Wenn man in dieser Woche den Hype um die neuesten iPhone-Meldungen verfolgt, sollte bedacht werden, dass Apple-Geräte nicht nur größere Displays, moderne Hardware und niedrigere Preise benötigen, um neue Märkte zu erobern. Nein, das was Apple-Geräte vor allen Dingen brauchen, sind Daten und Dienste. Das sind keine Angelegenheiten, die das Unternehmen von heute auf morgen entwickeln kann und sie gehören auch nicht zu dessen Kernkompetenzen. Dennoch ist Apple nun in einer Situation, in der sie clever kooperieren und den Partner zeitnah mit einbeziehen müssen. Darüber hinaus muss Apple Entwicklern tiefere Eingriffe in seine Plattform erlauben.

Das Business-Magazin Fast Company stellte in seiner „Oral History of Apple Design“ kürzlich fest: „Daten zählen zu den Hauptbestandteilen der Firmen Amazon, Facebook und Google. Diese Unternehmen wurden auf der Basis eines tiefen technischen Verständnisses über den Umgang mit riesigen Datenmengen aufgebaut. Apple besitzt nicht dieses Know-How.“

Seit Anfang 2010 benutze ich ein iPhone und ein Android-Smartphone täglich Seite an Seite. Im Verlauf des vergangenen Jahres habe ich dann immer mehr Zeit mit dem Android-Gerät verbracht, denn dieses System kennt mich einfach besser, es antizipiert regelmäßig meine Bedürfnisse und sorgt für eine reibungslosere Integration der Dienste, die mir wichtig sind.

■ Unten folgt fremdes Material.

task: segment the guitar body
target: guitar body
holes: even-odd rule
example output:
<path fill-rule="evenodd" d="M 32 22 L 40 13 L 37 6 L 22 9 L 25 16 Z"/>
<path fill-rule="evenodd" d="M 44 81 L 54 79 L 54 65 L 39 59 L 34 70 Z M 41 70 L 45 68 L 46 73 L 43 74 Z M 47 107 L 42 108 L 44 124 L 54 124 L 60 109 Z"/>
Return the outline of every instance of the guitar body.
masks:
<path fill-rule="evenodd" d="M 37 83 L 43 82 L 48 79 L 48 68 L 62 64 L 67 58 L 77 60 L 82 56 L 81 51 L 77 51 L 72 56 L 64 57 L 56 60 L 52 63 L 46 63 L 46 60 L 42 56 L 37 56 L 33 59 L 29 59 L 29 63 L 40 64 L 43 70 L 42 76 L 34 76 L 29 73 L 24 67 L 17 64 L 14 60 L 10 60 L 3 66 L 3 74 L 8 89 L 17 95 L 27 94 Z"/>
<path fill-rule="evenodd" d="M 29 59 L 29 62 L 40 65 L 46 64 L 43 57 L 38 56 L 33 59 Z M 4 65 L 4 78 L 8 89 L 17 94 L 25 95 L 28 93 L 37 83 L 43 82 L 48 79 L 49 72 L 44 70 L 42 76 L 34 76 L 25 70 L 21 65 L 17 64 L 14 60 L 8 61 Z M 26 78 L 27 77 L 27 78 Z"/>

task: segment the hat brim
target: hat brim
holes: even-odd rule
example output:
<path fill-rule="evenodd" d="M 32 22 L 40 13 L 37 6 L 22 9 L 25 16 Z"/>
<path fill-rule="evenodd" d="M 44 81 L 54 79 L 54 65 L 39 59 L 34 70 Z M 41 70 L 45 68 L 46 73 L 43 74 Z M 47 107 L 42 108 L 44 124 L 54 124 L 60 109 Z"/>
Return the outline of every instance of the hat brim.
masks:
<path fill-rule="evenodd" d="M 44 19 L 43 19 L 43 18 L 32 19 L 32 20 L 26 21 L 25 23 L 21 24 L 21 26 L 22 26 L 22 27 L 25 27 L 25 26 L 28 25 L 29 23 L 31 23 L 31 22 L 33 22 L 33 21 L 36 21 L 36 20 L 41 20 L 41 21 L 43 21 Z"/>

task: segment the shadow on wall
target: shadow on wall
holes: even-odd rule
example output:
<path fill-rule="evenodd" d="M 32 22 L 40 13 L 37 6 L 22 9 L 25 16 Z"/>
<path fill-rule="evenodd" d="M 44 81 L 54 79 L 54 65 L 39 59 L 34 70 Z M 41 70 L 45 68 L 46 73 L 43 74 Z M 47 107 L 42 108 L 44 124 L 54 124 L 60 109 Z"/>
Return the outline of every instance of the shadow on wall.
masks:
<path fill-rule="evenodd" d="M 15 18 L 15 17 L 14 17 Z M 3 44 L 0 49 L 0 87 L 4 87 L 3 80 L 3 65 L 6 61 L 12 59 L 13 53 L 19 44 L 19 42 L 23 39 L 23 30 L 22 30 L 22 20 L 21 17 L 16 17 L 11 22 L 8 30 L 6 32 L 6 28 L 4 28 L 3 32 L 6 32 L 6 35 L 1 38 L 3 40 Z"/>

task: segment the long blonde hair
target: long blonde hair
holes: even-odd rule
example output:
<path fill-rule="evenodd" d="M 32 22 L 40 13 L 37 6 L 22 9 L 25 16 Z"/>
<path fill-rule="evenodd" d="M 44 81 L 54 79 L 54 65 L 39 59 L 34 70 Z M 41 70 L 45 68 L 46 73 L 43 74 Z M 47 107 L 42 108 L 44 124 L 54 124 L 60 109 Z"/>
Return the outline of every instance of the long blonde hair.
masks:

Im Zentrum dieser Erfahrungen befindet sich Google Now – eine der ersten Anwendungen, die den Verbrauchern den Wert von Big Data vor Augen geführt hat. Apple kann das nicht kopieren. Sie verfügen nicht über die Datenmengen und die Fachkompetenz, um so etwas für sich einzufordern. Auch Google selbst könnte das zurzeit nicht auf das iOS-System replizieren. Es gibt zwar bereits eine iPhone-Version von Google Now, diese versteckt sich jedoch unauffällig in der Google Search App, sodass sie in ihrer Brauchbarkeit durch das mittelmäßige iOS-Benachrichtigungssystem eingeschränkt wird.

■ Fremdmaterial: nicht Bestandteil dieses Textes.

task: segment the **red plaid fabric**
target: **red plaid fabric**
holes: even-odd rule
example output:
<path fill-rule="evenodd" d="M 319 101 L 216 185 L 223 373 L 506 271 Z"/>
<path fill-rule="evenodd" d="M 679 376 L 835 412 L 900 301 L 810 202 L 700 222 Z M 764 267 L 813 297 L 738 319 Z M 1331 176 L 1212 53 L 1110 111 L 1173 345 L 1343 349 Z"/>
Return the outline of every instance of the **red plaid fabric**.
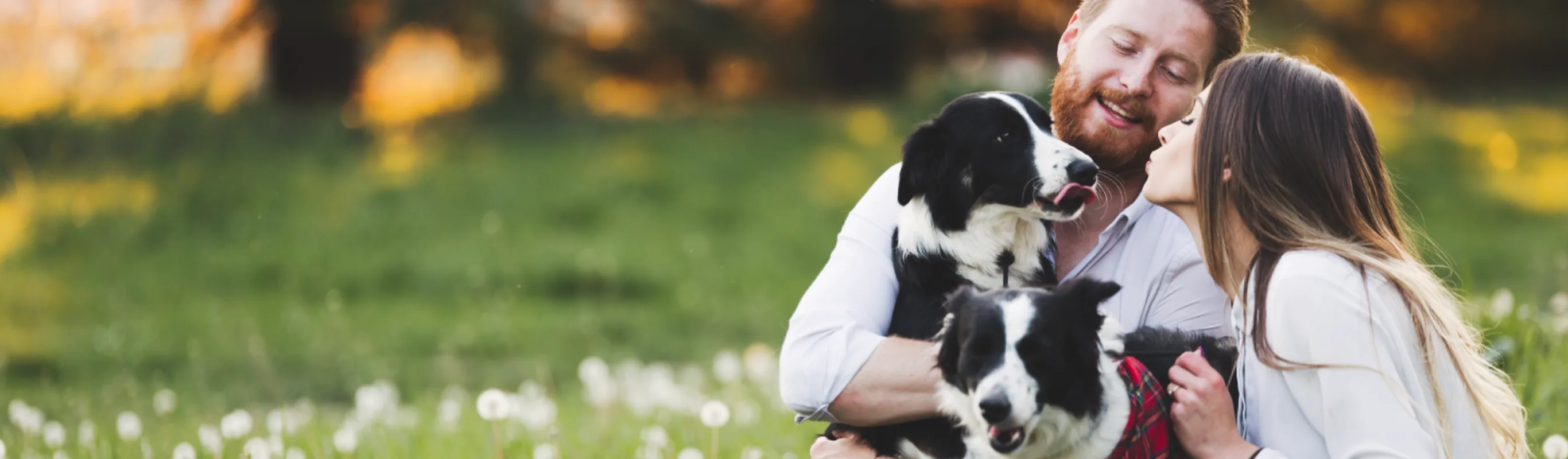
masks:
<path fill-rule="evenodd" d="M 1165 387 L 1154 379 L 1154 373 L 1134 357 L 1121 359 L 1116 373 L 1127 382 L 1132 412 L 1127 415 L 1127 426 L 1121 429 L 1121 442 L 1110 451 L 1110 459 L 1185 457 L 1174 448 L 1170 401 L 1165 399 Z"/>

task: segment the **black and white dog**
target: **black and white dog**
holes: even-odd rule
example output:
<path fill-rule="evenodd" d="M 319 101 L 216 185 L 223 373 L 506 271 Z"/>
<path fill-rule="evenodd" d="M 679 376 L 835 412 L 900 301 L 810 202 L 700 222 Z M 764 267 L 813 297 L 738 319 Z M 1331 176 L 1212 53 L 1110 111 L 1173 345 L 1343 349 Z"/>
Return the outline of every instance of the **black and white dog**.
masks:
<path fill-rule="evenodd" d="M 1174 356 L 1200 346 L 1209 365 L 1231 373 L 1231 338 L 1160 327 L 1123 334 L 1099 312 L 1118 290 L 1074 279 L 1054 290 L 963 287 L 952 296 L 936 338 L 938 398 L 964 428 L 967 457 L 1107 457 L 1134 415 L 1118 373 L 1129 354 L 1167 360 L 1149 365 L 1167 384 Z M 1185 457 L 1168 437 L 1171 457 Z"/>
<path fill-rule="evenodd" d="M 928 340 L 942 304 L 963 285 L 1055 285 L 1049 221 L 1068 221 L 1094 201 L 1099 169 L 1051 133 L 1051 116 L 1013 92 L 958 97 L 903 144 L 894 230 L 898 298 L 889 335 Z M 853 432 L 880 456 L 963 457 L 960 428 L 946 418 L 889 426 L 828 426 Z"/>
<path fill-rule="evenodd" d="M 952 418 L 836 423 L 826 436 L 853 434 L 889 457 L 1055 457 L 1079 450 L 1096 457 L 1104 439 L 1113 446 L 1129 403 L 1115 365 L 1104 363 L 1120 359 L 1123 345 L 1113 321 L 1105 327 L 1098 320 L 1098 305 L 1120 287 L 1040 290 L 1057 284 L 1051 222 L 1074 219 L 1094 201 L 1098 172 L 1088 155 L 1051 133 L 1046 110 L 1022 94 L 963 96 L 920 124 L 903 146 L 903 213 L 891 241 L 898 296 L 887 335 L 939 342 L 939 392 Z M 997 296 L 1018 291 L 1029 298 Z M 980 299 L 997 305 L 971 307 Z M 1190 345 L 1182 334 L 1146 335 L 1154 348 Z M 1110 421 L 1116 417 L 1123 423 Z"/>

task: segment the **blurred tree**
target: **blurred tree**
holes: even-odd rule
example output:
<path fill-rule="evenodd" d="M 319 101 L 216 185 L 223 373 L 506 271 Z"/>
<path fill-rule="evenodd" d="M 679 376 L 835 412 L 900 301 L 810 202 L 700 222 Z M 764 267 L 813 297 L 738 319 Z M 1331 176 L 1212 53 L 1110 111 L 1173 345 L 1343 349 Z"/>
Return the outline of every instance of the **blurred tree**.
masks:
<path fill-rule="evenodd" d="M 362 66 L 353 2 L 265 0 L 274 23 L 267 41 L 273 94 L 293 103 L 343 103 Z"/>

Das Problem besteht eben darin, dass sich Apple, aufgrund größerer geschäftlicher Differenzen, strafend gegenüber Partnern wie Google und Amazon verhält, indem es deren Dienste im iOS-Ökosystem in ihrer Funktionalität limitiert. In beiden Fällen hat Apple damit jedoch iOS und seinen Nutzern mehr geschadet als Google oder Amazon selbst.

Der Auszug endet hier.